That's neither procedurally nor factually correct; they certified a question
to the California Supreme Court about the authority of petitioners under State
law to defend the proposition in court; this was not a remand, and although
the Ninth Circuit based its finding of standing on the result, the question to
the California Supreme Court was not directly on standing (which is a
_federal_ question, not a state law question, and thus wouldn't have been an
appropriate question for certification to the state court.)

> The Supreme Court has now disagreed.

The Supreme Court, to be clear, disagreed with the Ninth Circuit's conclusion
on standing, not the California Supreme Court's answer on the question of
state law authority. In fact, they based their disagreement in part _on_ the
California Supreme Court answer, and on how that answer clearly indicated that
the state law authority did not have the requisite elements of an agency
relationship, which would be necessary for the petitioners to have the
standing on the basis that they were representatives of the State interest
rather than on the basis of particularized harms they themselves faced as the
result of an adverse decision.

> California gives voters the power to pass proposition that the state does
> not like.

It gives the voters -- through the reserved legislative powers state held by
the electorate -- the power to pass laws (including Constitutional amendments)
that the _elected representatives_ of the state don't like.

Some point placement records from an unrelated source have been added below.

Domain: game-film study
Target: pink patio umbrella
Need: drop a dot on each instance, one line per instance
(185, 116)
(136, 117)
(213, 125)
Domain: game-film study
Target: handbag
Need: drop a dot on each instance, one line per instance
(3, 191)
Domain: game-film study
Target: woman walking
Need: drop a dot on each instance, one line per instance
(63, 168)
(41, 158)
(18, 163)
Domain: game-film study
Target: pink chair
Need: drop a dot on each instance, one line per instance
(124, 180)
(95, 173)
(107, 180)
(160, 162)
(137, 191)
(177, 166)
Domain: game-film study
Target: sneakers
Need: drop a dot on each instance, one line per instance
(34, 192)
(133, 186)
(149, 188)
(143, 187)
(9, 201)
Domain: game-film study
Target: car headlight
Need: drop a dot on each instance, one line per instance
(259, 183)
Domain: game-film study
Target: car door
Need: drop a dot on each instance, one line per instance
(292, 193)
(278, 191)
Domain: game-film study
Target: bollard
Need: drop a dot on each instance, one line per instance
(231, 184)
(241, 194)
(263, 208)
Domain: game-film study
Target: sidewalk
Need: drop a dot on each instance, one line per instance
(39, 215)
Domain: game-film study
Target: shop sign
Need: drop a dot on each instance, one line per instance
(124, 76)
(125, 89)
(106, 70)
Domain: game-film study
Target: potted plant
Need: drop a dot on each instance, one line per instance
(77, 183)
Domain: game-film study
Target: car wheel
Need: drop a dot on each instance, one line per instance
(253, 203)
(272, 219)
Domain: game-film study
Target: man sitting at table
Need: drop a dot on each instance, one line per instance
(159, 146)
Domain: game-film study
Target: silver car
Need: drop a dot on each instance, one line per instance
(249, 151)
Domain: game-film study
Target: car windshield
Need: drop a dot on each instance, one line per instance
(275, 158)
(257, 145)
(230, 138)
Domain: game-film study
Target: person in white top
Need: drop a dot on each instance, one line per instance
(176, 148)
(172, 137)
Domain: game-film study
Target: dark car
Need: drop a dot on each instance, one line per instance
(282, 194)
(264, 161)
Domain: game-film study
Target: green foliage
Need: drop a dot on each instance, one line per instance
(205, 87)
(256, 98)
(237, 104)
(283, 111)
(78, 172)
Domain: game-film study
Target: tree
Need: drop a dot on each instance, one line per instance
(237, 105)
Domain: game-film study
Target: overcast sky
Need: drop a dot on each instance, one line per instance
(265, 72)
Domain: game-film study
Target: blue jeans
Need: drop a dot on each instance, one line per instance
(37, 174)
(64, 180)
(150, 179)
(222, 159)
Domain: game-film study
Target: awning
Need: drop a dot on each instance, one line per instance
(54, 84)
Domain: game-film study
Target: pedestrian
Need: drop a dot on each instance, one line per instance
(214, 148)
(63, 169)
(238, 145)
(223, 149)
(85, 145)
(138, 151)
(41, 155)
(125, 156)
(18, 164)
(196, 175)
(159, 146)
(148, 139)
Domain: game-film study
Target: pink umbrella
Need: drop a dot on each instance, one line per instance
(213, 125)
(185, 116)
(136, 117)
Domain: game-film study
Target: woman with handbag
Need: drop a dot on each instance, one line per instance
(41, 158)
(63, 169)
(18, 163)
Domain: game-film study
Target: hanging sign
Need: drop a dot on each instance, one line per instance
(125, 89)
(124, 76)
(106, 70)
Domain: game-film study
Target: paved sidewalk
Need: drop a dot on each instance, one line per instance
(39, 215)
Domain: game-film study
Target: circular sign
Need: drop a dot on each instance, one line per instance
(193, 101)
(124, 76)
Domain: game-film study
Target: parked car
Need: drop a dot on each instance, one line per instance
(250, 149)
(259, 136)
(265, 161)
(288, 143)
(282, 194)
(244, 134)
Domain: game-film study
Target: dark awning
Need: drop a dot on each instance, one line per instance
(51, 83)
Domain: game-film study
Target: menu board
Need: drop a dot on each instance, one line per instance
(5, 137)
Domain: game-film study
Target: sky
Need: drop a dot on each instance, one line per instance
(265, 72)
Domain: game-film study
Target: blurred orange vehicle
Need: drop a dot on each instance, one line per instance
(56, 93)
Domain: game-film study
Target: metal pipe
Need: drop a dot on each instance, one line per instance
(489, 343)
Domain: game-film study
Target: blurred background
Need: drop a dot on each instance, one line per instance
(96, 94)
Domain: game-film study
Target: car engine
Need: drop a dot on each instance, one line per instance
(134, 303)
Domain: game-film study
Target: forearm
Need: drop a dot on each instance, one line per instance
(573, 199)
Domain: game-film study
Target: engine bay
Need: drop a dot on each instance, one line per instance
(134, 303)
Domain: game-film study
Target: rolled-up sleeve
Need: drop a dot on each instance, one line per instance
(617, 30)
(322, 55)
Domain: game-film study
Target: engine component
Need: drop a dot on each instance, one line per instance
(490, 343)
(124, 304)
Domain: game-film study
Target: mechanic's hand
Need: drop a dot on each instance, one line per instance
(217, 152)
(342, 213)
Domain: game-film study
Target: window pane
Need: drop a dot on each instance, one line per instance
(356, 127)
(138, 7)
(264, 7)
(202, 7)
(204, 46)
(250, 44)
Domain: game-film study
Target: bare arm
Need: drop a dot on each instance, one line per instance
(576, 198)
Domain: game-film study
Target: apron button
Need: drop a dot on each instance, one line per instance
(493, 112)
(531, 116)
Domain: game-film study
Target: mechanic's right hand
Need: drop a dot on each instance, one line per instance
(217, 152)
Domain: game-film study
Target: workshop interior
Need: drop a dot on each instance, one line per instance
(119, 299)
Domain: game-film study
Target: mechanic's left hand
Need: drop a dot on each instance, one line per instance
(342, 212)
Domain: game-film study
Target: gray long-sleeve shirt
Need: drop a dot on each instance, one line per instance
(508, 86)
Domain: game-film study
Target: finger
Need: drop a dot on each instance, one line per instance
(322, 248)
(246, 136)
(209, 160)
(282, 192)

It also gives the voters the power to voters to elect representatives -- and
to remove them if they don't like their actions.

> I do not understand precedent well enough to know whether state courts will
> look to the Supreme Court or the California Supreme Court on this.)

State courts -- and federal courts -- will look to the state Supreme Court on
the state law question, and would look to the US Supreme Court on the federal
law question (except that the question of Article III standing is, unlike many
other federal law questions, almost never _relevant_ to a state court except
perhaps as persuasive authority on the application of similar state standing
rules when there is no controlling state precedent available.)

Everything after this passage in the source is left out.